Aug 27, 2008

Lightroom 2 - Adobe's new USS Enterprise


Adobe Photoshop Lightroom 2

Its been 42 years since Star Trek briefly blazoned across our Universe... DSLR cameras didn't even exist... Darth Vader has come and gone!
The latest buzz began a month ago; Adobe Photoshop Lightroom 2 was unveiled. The digital photographer's blogosphere went ballistic...
My first exposure to Lightroom 2 was a couple of videos showing new Adjustment and Graduated Filter tools - I watched in amazement as the new adjustment brush delicately enhanced body, wings, and tail of two completely different airplane images - all without requiring that exhausting quick selection/quick mask Photoshop solution to masking.
I sensed, "A Revolution in Our Midst... !" Did some Adobe wag deliberately choose a warped space-time continuum as an icon for the box cover?
Maybe not; but I think Lightroom 2 will warp how we do digital photography to a completely new way of faster, more sophisticated workflow.

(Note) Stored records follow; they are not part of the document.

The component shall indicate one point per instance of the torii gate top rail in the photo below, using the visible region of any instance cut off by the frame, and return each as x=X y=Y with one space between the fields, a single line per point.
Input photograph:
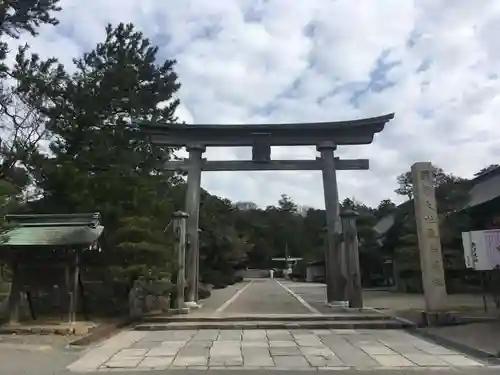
x=353 y=132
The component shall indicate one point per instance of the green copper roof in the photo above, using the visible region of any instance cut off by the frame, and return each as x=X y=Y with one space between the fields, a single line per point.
x=52 y=236
x=52 y=230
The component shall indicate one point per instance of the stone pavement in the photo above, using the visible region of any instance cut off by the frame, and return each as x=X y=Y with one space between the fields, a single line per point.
x=270 y=349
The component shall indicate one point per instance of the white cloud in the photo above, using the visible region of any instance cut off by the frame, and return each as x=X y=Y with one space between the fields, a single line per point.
x=249 y=61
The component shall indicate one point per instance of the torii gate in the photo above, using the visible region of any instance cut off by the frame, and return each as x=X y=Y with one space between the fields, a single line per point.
x=326 y=136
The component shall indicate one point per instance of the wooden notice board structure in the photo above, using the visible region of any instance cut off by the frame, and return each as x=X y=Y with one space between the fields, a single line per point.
x=44 y=251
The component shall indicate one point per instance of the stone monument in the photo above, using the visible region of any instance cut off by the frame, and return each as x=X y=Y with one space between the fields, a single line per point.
x=429 y=242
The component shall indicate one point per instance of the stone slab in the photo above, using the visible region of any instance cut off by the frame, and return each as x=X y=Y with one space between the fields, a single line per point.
x=393 y=360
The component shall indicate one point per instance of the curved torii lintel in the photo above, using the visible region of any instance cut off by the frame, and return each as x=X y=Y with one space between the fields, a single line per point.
x=351 y=132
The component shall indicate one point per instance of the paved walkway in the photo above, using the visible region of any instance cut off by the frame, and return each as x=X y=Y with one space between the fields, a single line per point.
x=269 y=349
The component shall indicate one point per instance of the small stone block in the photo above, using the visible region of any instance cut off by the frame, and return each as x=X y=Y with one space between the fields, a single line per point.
x=393 y=361
x=181 y=361
x=123 y=363
x=291 y=362
x=460 y=361
x=282 y=344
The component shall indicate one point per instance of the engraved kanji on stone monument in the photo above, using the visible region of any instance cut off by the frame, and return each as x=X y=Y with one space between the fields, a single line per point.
x=429 y=243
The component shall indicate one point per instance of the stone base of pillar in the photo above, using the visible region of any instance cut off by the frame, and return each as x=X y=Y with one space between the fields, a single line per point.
x=192 y=305
x=338 y=304
x=182 y=310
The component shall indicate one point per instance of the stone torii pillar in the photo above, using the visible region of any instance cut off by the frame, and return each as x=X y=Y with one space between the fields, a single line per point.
x=335 y=282
x=349 y=230
x=192 y=222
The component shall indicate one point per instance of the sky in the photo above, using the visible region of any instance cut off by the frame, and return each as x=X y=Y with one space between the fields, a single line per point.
x=434 y=63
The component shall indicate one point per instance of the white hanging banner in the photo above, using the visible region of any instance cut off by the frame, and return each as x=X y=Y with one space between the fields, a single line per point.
x=482 y=249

It's possible to have LR2 in hand before you have a book or video to learn from. The National Association of Photoshop Professionals (NAPP) is already producing video tutorials. Amazon will have Scott Kelby's book available September 21. Matt Kloskowski has in-depth videos on DVD through NAPP. Adobe TV shows a teaser LR2 series from Kloskowski; 8 to 10 minute overviews. Michael Clark, of Santa Fe New Mexico, has written an e-book explaining his use of LR2; it's been picked up as a source by Adobe. And each blogosphere rant gives us various other glimpses as this is written.
So what can I say that's new about LR2?
About a year ago, with my head pressed firmly into the wall of an ancient, remote Anasazi ruin, I did a handheld row-and-column multi-shot panorama. I came back to the mothership, tried to stitch it in CS2, and the stitching was a real mess. The next morning Jack Houser tried to stitch it in CS3 - it worked. Acting on gut instinct, I downloaded CS3. It's stitching was perfect - the image would later get Honorable Mention at the State Fair.
In the interim, CS3's Quick Selection tool and Quick Mask has slowly helped create several masked alpha channel versions of composite images which have recently won local awards and made it just below the final awards cut at the latest state fair. Privately, I was told by a highly decorated award-winning photographer who watched that judging ~ "You were robbed...!"

Conceptually, with what little I presently know about LR2, again my gut anticipates it will significantly enhance many aspects of professional photography digital workflow. If my new mothership tool can make archaic or even eliminate quick selection, quick masking, dodge and burn - just that response alone will clearly give me more time to shoot instead of compute. And, as my experience has gone with Photoshop, there will be amazing new little tips and tricks trickle out of LR2 for some time to come.

While Star Trek only lasted three years, The Next Generation has been with us for some time. May LR2 ~ Live Long and Prosper!